Se acomodaron en una silla Le Corbusier y Rath le indicó discretamente a Wenche, que estaba en recepción, que no les sirviera café, al contrario de lo que solían hacer, cumpliendo órdenes, siempre que recibían la visita de un inversor.

—Quiero que vengas conmigo y me enseñes dónde tiene la cabaña —dijo el policía.

—¿La cabaña?

—He visto que has dado órdenes de que no nos sirvieran café, Rath, y me parece bien, yo tampoco ando sobrado de tiempo. Sé, además, que han archivado tu caso en Delitos Económicos, pero puedo reabrirlo con una simple llamada telefónica. Puede que esta vez tampoco encuentren nada, pero te prometo que la documentación que te van a pedir…

Rath cerró los ojos.

—Madre mía…

—… te mantendrá ocupado más tiempo de lo que le llevó construir la cabaña a Tony Leike, tu colega, amigo y compañero de destino. ¿O no?

El único talento de Jens Rath era su capacidad de calcular lo que era rentable con más rapidez y seguridad que la mayoría. De ahí que, con los datos matemáticos que le acababan de presentar, le llevara aproximadamente un segundo hallar la respuesta:

—De acuerdo.

—Salimos mañana a las nueve.

—¿Cómo…?

—Del mismo modo en que llevasteis el material. En helicóptero.

El policía se levantó.

—Una pregunta. Tony siempre ha puesto muchísimo cuidado en que nadie en este mundo conozca la existencia de esa cabaña.
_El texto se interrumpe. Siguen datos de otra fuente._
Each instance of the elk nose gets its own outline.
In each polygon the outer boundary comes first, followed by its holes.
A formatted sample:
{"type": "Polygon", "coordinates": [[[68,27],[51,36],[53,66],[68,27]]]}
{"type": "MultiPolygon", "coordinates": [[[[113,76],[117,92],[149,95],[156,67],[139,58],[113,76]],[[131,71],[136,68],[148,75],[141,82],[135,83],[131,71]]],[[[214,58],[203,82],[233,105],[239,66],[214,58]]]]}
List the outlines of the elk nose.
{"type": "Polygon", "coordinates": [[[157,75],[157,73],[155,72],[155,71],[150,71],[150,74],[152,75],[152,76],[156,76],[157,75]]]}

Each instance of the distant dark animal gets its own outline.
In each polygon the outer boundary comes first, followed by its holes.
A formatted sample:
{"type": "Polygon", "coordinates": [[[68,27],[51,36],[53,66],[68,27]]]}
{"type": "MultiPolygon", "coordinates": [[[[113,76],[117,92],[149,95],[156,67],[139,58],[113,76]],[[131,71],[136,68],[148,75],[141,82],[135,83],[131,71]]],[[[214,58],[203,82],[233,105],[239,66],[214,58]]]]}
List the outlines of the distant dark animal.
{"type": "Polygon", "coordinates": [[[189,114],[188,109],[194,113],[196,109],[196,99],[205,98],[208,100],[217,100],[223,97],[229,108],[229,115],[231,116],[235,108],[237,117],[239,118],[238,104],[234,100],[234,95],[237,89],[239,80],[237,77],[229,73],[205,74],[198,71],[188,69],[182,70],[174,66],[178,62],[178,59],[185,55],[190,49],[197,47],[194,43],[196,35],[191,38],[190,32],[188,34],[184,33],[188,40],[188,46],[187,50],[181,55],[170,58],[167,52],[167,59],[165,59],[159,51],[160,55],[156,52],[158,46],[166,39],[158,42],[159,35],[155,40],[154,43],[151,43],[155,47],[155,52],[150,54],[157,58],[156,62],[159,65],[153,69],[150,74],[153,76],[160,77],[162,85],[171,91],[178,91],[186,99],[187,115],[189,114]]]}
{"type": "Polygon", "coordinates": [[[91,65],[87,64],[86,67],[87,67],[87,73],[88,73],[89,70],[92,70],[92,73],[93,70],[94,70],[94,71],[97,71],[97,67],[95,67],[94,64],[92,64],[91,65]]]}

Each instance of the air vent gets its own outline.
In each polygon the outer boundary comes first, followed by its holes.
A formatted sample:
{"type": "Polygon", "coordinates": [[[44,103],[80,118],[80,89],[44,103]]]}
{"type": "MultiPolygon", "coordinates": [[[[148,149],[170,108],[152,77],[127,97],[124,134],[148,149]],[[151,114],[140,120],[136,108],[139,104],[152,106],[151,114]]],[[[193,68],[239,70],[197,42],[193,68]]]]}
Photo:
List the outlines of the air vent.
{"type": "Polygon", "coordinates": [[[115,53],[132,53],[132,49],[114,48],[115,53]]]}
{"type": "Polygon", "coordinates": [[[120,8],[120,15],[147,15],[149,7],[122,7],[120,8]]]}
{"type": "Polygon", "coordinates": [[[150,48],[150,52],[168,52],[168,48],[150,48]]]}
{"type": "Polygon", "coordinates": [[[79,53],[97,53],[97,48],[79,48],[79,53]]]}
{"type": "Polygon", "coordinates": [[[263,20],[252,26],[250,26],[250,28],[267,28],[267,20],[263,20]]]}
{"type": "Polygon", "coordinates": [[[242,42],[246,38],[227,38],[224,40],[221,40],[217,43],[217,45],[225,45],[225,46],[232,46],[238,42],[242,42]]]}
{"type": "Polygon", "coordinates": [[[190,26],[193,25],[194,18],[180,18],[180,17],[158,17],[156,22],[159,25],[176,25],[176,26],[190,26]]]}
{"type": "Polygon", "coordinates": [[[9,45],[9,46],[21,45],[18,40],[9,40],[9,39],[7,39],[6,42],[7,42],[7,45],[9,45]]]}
Yo creo que ni siquiera Lene, su prometida, está al corriente. ¿Cómo…?

—Una factura de material de construcción extendida en Geilo, además de la foto de vosotros tres en mono de trabajo, sentados en un montón de tablones, delante de un helicóptero.

Jens Rath asintió.

—Claro. La foto.

—Por cierto, ¿quién la hizo?

—El piloto. Antes de que saliéramos de Geilo. Y la idea de mandarla con la nota de prensa cuando pusimos en marcha el edificio de oficinas fue de Andreas. Pensó que era más gracioso mandar una foto de los tres en mono de trabajo que con traje y corbata. Y Tony dijo que sí, porque, según él, parecía que éramos propietarios del helicóptero. De todos modos, la prensa financiera utiliza esa foto continuamente.

—¿Por qué no nos hablasteis Andreas y tú de la cabaña cuando se denunció la desaparición de Tony?

Jens Rath se encogió de hombros.

—No me malinterpretes, tenemos tanto interés como vosotros en que Tony dé señales de vida. Tenemos un proyecto en el Congo que reventará si no vuelve con diez millones frescos. Pero Tony siempre desaparece por voluntad propia. Se las arregla bien, recuerda que fue mercenario. Supongo que ahora mismo está con una copa en la mano y rodeando con el brazo a alguna criatura salvaje y exótica, sonriendo porque ya habrá dado con una solución.

—Ya —dijo Harry—. Pues me parece que esa criatura salvaje le habrá arrancado el dedo corazón de un mordisco. En el aeropuerto de Fornebu, mañana a las nueve.

Jens Rath se quedó viendo cómo se alejaba el policía. Y preguntándose por qué no solo sudaba, sino que chorreaba, que estaba a punto de derretirse.

Cuando Harry volvió al Rikshospitalet, Søs seguía allí. Estaba hojeando una revista y comiéndose una manzana. Harry miró la bandada de buitres: habían llegado más flores.

—Se te ve cansado, Harry —dijo—. Deberías irte a casa.

Harry sonrió.

—Vete tú. Ya llevas mucho tiempo aquí sola.

—No he estado sola —respondió con una sonrisa maliciosa—. Adivina quién ha venido.

Harry soltó un suspiro.

—Lo siento, Søs, pero ya me paso los días adivinando cosas.

—¡Øystein!

—¿Øystein Eikeland?

—¡Sí! Ha traído chocolate. No para papá, sino para mí. Perdona, pero no queda nada.

Søs se echó a reír y los ojos desaparecieron en las mejillas.

Cuando su hermana se levantó y salió para dar una vuelta, Harry miró el teléfono. Dos llamadas perdidas de Kaja. Empujó la silla hacia la pared y apoyó la cabeza.